Issac Samayee and his buddy Thomas Moore had been enjoying a few beers on a chilly Friday night on one of Westport’s back streets. Moore was tutoring his friend on how to skateboard.
“All right, bro, good stop!” he shouted as Samayee flipped the board up and hopped off at the bottom of a hill.
Samayee, 23, and Moore, 27, are both vaccinated and have had booster shots. They said they don’t want others to get COVID-19, and that they are annoyed only 56% of Kansas Citians have had two doses of the vaccine.
Samayee, a soft-spoken communications major, has been living under pandemic restrictions since he could legally buy a drink. Like so many college kids, he missed out on campus life while getting his associates degree at Metropolitan Community College.
“So, I’m kind of honestly a little over it,” Samayee said. “You know, I’m 23 and I’m only gonna be 23 for so long.

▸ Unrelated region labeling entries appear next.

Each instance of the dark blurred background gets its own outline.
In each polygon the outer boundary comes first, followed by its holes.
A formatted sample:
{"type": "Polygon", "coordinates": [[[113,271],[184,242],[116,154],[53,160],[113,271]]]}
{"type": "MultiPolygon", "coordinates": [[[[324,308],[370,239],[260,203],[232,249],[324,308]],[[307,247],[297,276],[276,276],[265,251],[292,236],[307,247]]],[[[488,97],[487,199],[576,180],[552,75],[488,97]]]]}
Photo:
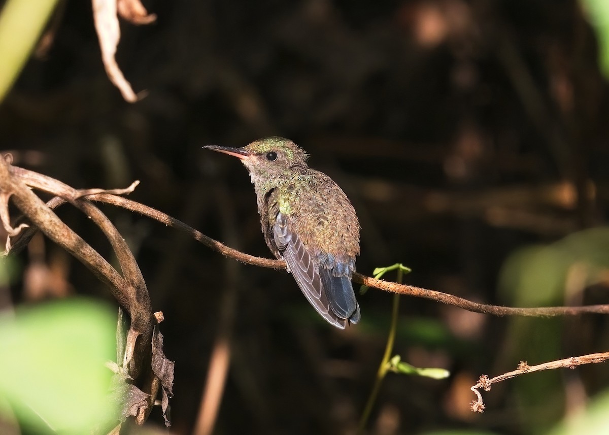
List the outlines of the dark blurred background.
{"type": "MultiPolygon", "coordinates": [[[[270,257],[247,171],[201,147],[284,136],[353,202],[362,228],[358,272],[401,262],[413,269],[408,283],[500,305],[606,302],[608,87],[577,2],[145,5],[155,23],[121,25],[119,65],[136,92],[147,91],[130,104],[105,74],[90,4],[62,3],[52,45],[0,105],[0,147],[15,164],[79,188],[139,180],[130,199],[270,257]]],[[[390,294],[359,297],[361,324],[339,331],[289,275],[103,210],[164,313],[165,353],[175,361],[171,433],[192,433],[223,338],[230,371],[214,433],[355,433],[382,356],[390,294]]],[[[108,255],[86,217],[58,213],[108,255]]],[[[15,303],[111,298],[41,237],[19,260],[15,303]]],[[[469,410],[470,387],[521,360],[606,350],[608,327],[600,316],[496,318],[403,297],[395,353],[452,375],[390,373],[369,433],[546,433],[609,386],[606,366],[499,384],[485,394],[482,414],[469,410]]],[[[160,412],[149,424],[162,425],[160,412]]]]}

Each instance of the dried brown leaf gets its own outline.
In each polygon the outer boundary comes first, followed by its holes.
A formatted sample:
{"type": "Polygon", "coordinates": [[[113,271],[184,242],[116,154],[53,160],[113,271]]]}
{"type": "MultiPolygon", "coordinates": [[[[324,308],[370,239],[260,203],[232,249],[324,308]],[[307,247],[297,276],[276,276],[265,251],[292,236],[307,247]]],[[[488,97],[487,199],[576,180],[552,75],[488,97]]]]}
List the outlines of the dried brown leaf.
{"type": "Polygon", "coordinates": [[[169,398],[174,395],[174,362],[165,358],[165,354],[163,352],[163,334],[155,327],[152,335],[152,371],[161,381],[163,392],[161,408],[163,410],[163,417],[165,419],[165,425],[167,427],[171,425],[167,411],[169,406],[169,398]]]}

By the time COVID’s done maybe I’ll be, like, 27. Who knows how long this f------- thing goes for.”
Ashley Hammond, 27, smoking a cigarette behind one of Westport’s popular bars, was a server at a restaurant that closed in November 2020. She’s had three jobs since then and only a week off in more than two years.
“It just seems hopeless,” she said. “Honestly with my age group, you know, economically speaking, it seems like a f------- apocalypse. It does.”
There is no universal response to the pandemic among young people. Workers deemed essential, like Hammond, have faced more risk than those who could easily pivot to working from home. People of color, disproportionately uninsured and more likely to live in multi-generational households, are contracting the virus at higher rates.
Young adults are disproportionately suffering higher levels of pandemic-related depression and anxiety, substance abuse and suicidal thoughts.
While the omicron variant is sending them to the hospital more than previous strains, this age group tends to be vaccinated and arrive at the hospital relatively healthy, and they're not getting as sick as older or younger patients.
But hospitalizations overall are up dramatically. And people are still dying (mostly those who are unvaccinated).
Hammond described a common experience among people her age: they feel beaten down by graduations on Zoom, they're starving for the social life so integral to their age, and they're exhausted from worrying about jobs and whether they’ll be able to make their rent.
“At some point you have to move on,” Hammond said, throwing her hands in the air. “And we’re still in the middle of it but it’s been long enough that you have the feeling of, like, needing to move on. It’s like grief or something.”
For 29-year-old Ivan Contraras, a Marine sitting at a bar enjoying a heaping platter of nachos, this latest phase of the pandemic has, ironically, brought a feeling of liberation.
He said he’s heard Dr. Anthony Faucci say we’ll probably all come down with the virus eventually.
Contraras' wife got sick with COVID, but neither he nor his two small kids did. After two years of packed ICUs and people on ventilators, he said COVID 2022 feels different.
“Everybody was kind of freaked out about it,” Contraras said. “I feel like everyone was making a big deal of it but now that we’ve been through it, I feel like everyone’s more relaxed."
But the numbers are still staggering.
There's been more than a nine-fold increase over the last six months in new COVID cases in Missouri, according to the New York Times COVID tracker.
Harish Kumar was leaving the UMKC student center with a group of fellow students a few days before classes began. He’d been here since last fall, when it seemed pandemic conditions were improving.
He said he was concerned when he arrived that no one was wearing a mask, but he’s vaccinated, and said he would soon have the booster shot. He might get omicron, he said, but he believed it won't make him very sick, something research bears out.
“The bigger challenge is stress and isolation," he said. "If we have to quarantine again, that won’t make any sense.”
Just down the hill, Keya Pandey was moving in after winter break in her hometown of Joplin, Missouri.
She was rolling a cart full of dorm-life essentials: a slow cooker, a bag of chocolate, assorted toiletries and laundry soap.
Pandey did all her coursework online last term and said she is terrified of having to do so again.
“People are just going out and participating in things, clearly not socially distanced, going into each other’s dorms,” she said, while tucking her traveling suitcase into the small space under her bed. “Obviously coronavirus is a huge deal. Young people should be taking it seriously, which they’re not, at all.”
Or maybe these young people have changed the calculus of their risk, choosing the possibility of getting COVID over continued isolation, uncertainty and fear.
Issac Samayee said it's not that people his age don't care about other people — they do. It's just that this has gone on too long.
“You know, I’m OK going out, doing whatever right now,” he said. "It seems like that’s what people are doing, people my age, at least."